Recently, there are increasing reports that most datasets can be actually stored in disks of a single off-the-shelf workstation, and utilizing out-of-core methods is much cheaper and even faster than using a distributed system. For these reasons, out-of-core methods have been actively developed for machine learning and graph processing. The goal of this paper is to develop an efficient out-of-core matrix completion method based on coordinate descent approach. Coordinate descent-based matrix completion (CD-MC) has two strong benefits over other approaches: 1) it does not involve heavy computation such as matrix inversion and 2) it does not have step-size hyper-parameters, which reduces the effort for hyper-parameter tuning. Existing solutions for CD-MC have been developed and analyzed for in-memory setting and they do not take disk-I/O into account. Thus, we propose OCAM, a novel out-of-core coordinate descent algorithm for matrix completion. Our evaluation results and cost analyses provide sound evidences supporting the following benefits of OCAM: (1) Scalability – OCAM is a truly scalable out-of-core method and thus decomposes a matrix larger than the size of memory, (2) Efficiency – OCAM is super fast. OCAM is up to 10x faster than the state-of-the-art out-of-core method, and up to 4.1x faster than a competing distributed method when using eight machines.

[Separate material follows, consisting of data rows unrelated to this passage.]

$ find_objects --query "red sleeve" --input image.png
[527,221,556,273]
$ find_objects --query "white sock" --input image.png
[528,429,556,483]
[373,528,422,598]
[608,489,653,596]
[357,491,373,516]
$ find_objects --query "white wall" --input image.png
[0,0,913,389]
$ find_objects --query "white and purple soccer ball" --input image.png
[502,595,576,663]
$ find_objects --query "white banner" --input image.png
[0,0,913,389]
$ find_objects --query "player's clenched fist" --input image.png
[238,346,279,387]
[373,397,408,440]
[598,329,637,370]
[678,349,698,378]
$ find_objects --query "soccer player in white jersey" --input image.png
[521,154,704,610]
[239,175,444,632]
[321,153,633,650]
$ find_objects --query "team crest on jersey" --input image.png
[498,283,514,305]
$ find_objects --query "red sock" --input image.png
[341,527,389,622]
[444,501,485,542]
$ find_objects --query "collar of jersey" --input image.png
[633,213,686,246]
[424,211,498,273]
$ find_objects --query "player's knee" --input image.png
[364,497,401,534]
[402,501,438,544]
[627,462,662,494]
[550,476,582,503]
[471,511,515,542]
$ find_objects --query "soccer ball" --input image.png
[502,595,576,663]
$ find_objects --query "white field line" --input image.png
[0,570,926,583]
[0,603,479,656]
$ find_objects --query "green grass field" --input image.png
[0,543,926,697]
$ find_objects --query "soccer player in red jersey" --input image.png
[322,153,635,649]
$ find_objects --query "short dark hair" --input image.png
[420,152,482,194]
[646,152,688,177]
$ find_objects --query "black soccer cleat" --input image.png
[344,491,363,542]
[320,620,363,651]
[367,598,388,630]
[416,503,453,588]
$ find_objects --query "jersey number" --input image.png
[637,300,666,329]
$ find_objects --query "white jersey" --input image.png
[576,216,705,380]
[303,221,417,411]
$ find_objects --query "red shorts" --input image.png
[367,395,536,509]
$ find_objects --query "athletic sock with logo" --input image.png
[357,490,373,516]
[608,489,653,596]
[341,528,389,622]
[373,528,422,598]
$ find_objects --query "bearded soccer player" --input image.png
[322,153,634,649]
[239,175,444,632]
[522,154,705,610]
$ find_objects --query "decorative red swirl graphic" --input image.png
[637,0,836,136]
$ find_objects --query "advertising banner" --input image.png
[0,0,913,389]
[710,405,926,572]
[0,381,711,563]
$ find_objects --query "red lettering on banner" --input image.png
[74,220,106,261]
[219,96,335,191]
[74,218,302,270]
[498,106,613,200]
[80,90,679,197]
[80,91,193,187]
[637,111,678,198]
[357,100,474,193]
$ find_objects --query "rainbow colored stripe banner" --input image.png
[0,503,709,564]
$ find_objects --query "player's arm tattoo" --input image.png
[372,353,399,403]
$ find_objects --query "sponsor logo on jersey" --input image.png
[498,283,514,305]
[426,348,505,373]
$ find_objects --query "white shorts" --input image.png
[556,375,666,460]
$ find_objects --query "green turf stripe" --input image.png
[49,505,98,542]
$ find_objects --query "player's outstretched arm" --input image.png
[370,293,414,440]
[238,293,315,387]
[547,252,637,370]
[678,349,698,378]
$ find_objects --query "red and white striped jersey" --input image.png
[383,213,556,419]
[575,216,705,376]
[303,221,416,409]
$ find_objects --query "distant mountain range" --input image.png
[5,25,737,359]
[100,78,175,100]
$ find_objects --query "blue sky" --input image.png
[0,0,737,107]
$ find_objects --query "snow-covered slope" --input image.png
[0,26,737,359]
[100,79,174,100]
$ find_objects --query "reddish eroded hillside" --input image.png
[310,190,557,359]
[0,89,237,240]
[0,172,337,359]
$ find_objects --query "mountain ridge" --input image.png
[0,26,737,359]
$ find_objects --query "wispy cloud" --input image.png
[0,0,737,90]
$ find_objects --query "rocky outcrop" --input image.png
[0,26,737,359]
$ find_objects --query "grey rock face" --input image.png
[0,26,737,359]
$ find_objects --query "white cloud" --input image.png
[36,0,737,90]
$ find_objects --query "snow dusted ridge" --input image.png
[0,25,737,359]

- OCAM: Out-of-core Coordinate Descent Algorithm for Matrix Completion (Information Sciences, 2019)
- Dongha Lee, Jinoh Oh, Hwanjo Yu
- OpenMP library
- Parameters for build-gcsc
Parameter | Default | Description |
---|---|---|
-n <int> |
4 | The number of concurrent threads |
-g <int> |
16 | The size of a grid |
-d <int> |
0 | 0 : build the GCSC file on memory, 1 : build the GCSC file on disk |
- Parameters for train-ocam
Parameter | Default | Description |
---|---|---|
-k <int> |
40 | The rank size of factor matrices |
-l <float> |
0.01 | The regularization coefficient |
-t <int> |
5 | The number of total iterations |
-n <int> |
4 | The number of concurrent threads |
-g <int> |
16 | The size of a grid |
-o <int> |
0 | 0 : OCAM, 1 : OCAM-opt |
- This code is implemented based on the author code of Yu et al., "Scalable Coordinate Descent Approaches to Parallel Matrix Factorization for Recommender Systems", in ICDM, 2012.
- We recommend you to use a solid-state disk (SSD) for efficient and scalable matrix factorization.